Resource Distribution and Power Dynamics in Decentralized Networks

Introduction

The idealized vision of decentralized coordination triggered by the invention of Bitcoin continues to attract entrepreneurial and general interest. But while cryptonetwork innovators are obviously onto something unique and interesting, these emerging social systems are far from immune to problems that have plagued human institutions historically.

One way to conceptualize decentralized networks in terms of resource distribution, power dynamics, and governance is to think of these systems as fields. This post explains the meaning of this concept in sociology and how it could be operationalized when analyzing cryptonetworks. A realistic analytical framework for thinking about power and resource distribution early on will hopefully assist in reducing the likelihood of these systems reproducing or even amplifying the various imbalances that characterize the economy as we know it today.

What is a field?

In sociology, the term field denotes a structured social and symbolic setting in which individuals and groups acquire positions and act, and in which systems of meaning, institutions and hierarchies are formed, maintained and challenged.

As arenas of production, circulation and accumulation of goods, services, knowledge and status, the structure of a particular field is determined by the distribution of field-specific resources and, by extension, relations among its constituents.

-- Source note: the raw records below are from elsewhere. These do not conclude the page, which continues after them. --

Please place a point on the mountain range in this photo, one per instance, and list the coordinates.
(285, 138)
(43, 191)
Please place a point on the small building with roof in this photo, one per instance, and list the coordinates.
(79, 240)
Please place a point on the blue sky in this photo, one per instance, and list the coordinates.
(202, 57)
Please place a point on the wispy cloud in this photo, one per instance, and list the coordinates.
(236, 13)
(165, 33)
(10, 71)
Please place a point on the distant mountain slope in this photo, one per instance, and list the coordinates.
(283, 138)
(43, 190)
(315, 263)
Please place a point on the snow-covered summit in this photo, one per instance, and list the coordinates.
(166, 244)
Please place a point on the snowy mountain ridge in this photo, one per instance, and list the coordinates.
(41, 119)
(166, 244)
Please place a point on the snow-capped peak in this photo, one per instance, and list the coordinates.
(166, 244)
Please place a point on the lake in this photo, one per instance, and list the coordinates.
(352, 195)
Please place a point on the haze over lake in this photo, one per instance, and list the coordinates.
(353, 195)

As individuals and groups cooperate, compete and strategize, they either reinforce or challenge that structure. Under normal circumstances, the participants in a field accept the fundamental rules of the game. Indeed, this acceptance generally serves as a precondition for legitimately entering the field in the first place. But occasionally, these rules — and the power to define them — become actively contested stakes within the field.

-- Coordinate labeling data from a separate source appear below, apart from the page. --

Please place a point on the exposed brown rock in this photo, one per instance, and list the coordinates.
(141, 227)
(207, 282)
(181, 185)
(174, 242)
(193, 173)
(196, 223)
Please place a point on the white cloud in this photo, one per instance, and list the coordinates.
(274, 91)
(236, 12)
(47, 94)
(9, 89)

Fields are not neutral, open and free marketplaces. At any given time, there are norms, limitations, inertia, and other structural forces that make certain development trajectories — for individuals, groups, and the field as a whole — more likely than others. As a result, the reality of a field is not fully reducible to the individual properties of its constituents, but should be analyzed in terms of the structural relations that constitute the field as a whole.

The boundaries of a field are not always clear or fixed and the concept can be applied at various levels of analysis. Consequently, many different and overlapping fields can be identified, from very large social universes such as science, business or art, to much more specialized arenas such as climate research, US retail business, or contemporary Italian painting, to even more narrowly defined microcosms such as a particular network of researchers, a local consumer electronics retail market, or a community of art professionals in a particular city.

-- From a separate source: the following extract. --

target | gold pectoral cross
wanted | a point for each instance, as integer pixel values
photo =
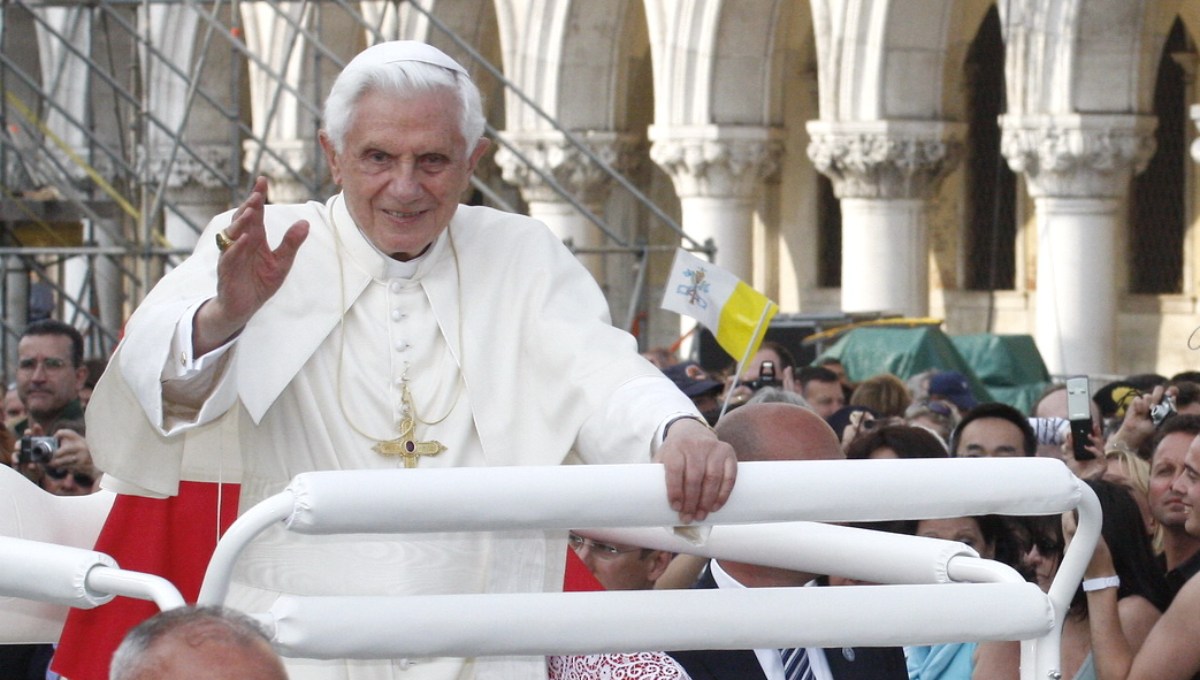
(406, 446)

Decentralized networks can also be thought of as fields that are emerging to compete within broader, incumbent-dominated fields in various areas of economic activity. Approaching cryptonetworks from such a perspective is analytically useful because most fields are characterized by similar properties and tendencies. For example:

  • Fields initially form when a large enough group is able to establish a local social order (a game worthy of playing, so to speak), potentially to compete within an existing field.
  • Competition and cooperation over field-specific resources, including the power to legitimately define and impose the fundamental rules of the game.
  • Unequal distribution of these resources and, as a result, structuring into dominant and subordinate positions. This does not preclude a field from having a relatively egalitarian power structure.
  • Tendency of the dominant positions to struggle for consolidation and conservation, and subordinate positions for disruption and change. Large structural shifts become possible as existing rules and arrangements break down, often in the context of some sort of crisis, allowing the structure and culture of the field to be redefined through individual and collective agency.
  • Tendency of the dominant groups to justify the reality and effects of unequal resource and power distribution, often relying on a set of fundamental beliefs and assumptions about humans and society.
  • Relative position in the field has an impact on individual predispositions, although the full meaning and effect of this is not necessarily acknowledged or understood by the participants themselves.
  • Tendency to have economically and culturally dominant poles as discrete resources accumulate in the hands of different constituents. This leads certain groups to fight for goals and values that go beyond strictly individual or financial self-interest (often relying on notions such as “fairness” or “public purpose”).

Various iterations of field theory include additional avenues for analysis (there’s a list of further reading material for anyone interested below), but these are sufficient to raise the following question: what would basic field analysis consist of when applied to decentralized networks?

Field analysis for decentralized networks

In the first approximation, such an exercise would include the following steps, together with some inferences based on the standard formulation of the theory (from here on, the words “network” and “field” are used interchangeably):

(1) Understanding the formal rules of engagement as defined by the protocol and its governance system.

  • Defining the rules of communication and governance has important implications for resource and power distribution in the future development of the network.
  • For example, initial and ongoing funding mechanisms for developers and transaction validators have a direct effect on the evolving structure of the field, the key question being: how are resources initially allocated and how can they be used or accumulated over time?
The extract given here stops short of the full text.